Dan Aykroyd – whom Brown used to credit, along with John Belushi, with getting him to get his act together by putting him in their “Blues Brothers” movie – plays Brown’s lovingly paternal manager. Viola Davis is extremely moving as the mother who abandoned him early in life. Nelsan Ellis plays Brown’s lifelong, much-abused friend and musical partner Bobby Byrd.

A good deal of airbrushing has been done in this biopic to make James Brown more acceptable to 21st century eavesdroppers. His spousal abuse is indicated by one perfunctory scene where it happens largely off-camera. You see him volunteer to Lyndon B. Johnson to entertain troops in Vietnam (and almost get shot out of the sky when he does), but there’s almost no indication of his support for Richard Nixon and Ronald Reagan. Brown’s famous paranoia is indicated on the fly, almost innocently.

Some things just look different a few decades later, you know? Hollywood has traditional ultra-blurry ways of dealing with such stuff.

And when Brown takes police on a wild chase through Georgia back roads as he did late in life, it makes for a wild, well-directed action scene for the film, but it treats it as a set piece with no explanation and no follow-up whatsoever.

There’s an awful lot about James Brown this movie just isn’t interested in.

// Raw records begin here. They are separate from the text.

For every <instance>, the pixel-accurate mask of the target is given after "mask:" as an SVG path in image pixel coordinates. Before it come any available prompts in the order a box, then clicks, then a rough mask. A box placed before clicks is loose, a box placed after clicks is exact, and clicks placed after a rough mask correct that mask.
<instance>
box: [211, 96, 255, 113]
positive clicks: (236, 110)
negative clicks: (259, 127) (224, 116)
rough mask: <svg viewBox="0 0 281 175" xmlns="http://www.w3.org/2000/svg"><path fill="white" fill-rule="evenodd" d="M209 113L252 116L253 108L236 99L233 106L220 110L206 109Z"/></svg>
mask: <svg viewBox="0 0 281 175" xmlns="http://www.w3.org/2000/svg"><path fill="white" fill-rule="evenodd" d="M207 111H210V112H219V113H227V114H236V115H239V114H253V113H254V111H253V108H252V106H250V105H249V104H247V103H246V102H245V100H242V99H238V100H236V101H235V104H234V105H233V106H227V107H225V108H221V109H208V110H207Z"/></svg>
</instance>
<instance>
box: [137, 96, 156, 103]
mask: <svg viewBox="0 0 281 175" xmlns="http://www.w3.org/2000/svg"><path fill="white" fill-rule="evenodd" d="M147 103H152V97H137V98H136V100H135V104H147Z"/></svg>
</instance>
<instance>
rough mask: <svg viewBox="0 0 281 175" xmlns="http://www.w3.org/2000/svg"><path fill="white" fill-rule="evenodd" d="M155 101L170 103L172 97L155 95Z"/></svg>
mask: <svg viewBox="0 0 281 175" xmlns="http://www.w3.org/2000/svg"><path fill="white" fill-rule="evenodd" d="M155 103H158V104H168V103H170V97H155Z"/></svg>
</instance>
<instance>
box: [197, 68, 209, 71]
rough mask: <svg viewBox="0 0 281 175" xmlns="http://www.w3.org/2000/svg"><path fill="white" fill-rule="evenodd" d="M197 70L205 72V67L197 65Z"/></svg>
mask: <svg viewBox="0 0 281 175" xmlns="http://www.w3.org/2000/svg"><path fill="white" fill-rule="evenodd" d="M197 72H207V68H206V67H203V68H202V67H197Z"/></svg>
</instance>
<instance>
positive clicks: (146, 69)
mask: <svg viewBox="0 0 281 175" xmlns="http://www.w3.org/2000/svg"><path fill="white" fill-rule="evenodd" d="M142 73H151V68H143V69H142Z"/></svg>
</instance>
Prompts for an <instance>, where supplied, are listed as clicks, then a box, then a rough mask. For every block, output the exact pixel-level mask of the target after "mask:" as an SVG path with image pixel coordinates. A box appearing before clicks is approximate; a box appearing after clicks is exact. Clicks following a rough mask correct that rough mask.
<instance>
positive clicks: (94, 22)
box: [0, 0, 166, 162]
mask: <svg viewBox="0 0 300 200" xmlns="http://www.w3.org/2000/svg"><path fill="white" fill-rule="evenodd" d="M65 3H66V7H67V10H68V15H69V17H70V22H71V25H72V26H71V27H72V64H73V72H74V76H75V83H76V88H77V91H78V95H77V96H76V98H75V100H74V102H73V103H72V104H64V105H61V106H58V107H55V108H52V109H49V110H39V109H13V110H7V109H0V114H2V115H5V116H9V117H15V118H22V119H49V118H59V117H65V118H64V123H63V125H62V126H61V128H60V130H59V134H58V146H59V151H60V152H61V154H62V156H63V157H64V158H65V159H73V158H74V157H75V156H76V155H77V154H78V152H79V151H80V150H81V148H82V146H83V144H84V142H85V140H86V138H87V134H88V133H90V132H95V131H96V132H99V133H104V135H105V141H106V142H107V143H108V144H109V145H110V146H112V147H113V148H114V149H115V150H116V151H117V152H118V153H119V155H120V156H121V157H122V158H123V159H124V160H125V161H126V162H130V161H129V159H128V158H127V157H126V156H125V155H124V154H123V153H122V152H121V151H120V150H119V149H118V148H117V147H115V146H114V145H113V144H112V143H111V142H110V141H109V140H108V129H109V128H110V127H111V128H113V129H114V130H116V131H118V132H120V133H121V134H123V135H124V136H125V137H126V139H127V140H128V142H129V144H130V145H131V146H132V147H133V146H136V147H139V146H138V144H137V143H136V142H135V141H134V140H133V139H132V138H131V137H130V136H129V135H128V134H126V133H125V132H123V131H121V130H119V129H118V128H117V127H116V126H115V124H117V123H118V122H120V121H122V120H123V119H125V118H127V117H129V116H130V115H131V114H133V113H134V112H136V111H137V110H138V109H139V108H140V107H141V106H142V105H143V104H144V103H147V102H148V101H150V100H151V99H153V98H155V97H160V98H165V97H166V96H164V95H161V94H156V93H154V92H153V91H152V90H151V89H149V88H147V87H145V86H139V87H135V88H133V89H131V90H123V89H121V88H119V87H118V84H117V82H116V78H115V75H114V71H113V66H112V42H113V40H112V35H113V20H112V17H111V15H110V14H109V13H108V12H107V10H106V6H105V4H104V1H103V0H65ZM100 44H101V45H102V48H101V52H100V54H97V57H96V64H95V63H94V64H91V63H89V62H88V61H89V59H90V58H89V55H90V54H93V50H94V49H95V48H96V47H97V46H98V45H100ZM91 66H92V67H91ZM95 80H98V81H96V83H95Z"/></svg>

It cares about the emotional life of an abandoned child who created himself as a man almost alone. It’s directed by Tate Taylor whose movie “The Help” paid groundbreaking attention to a giant and previously ignored American subject – the lives of black domestic “help” in upscale white households.

It’s the music this overlong film is about which is more than a good enough reason to see it, especially when its lead performer is as stupendous as this one, despite his still-obscure name. Let’s hope that changes quickly.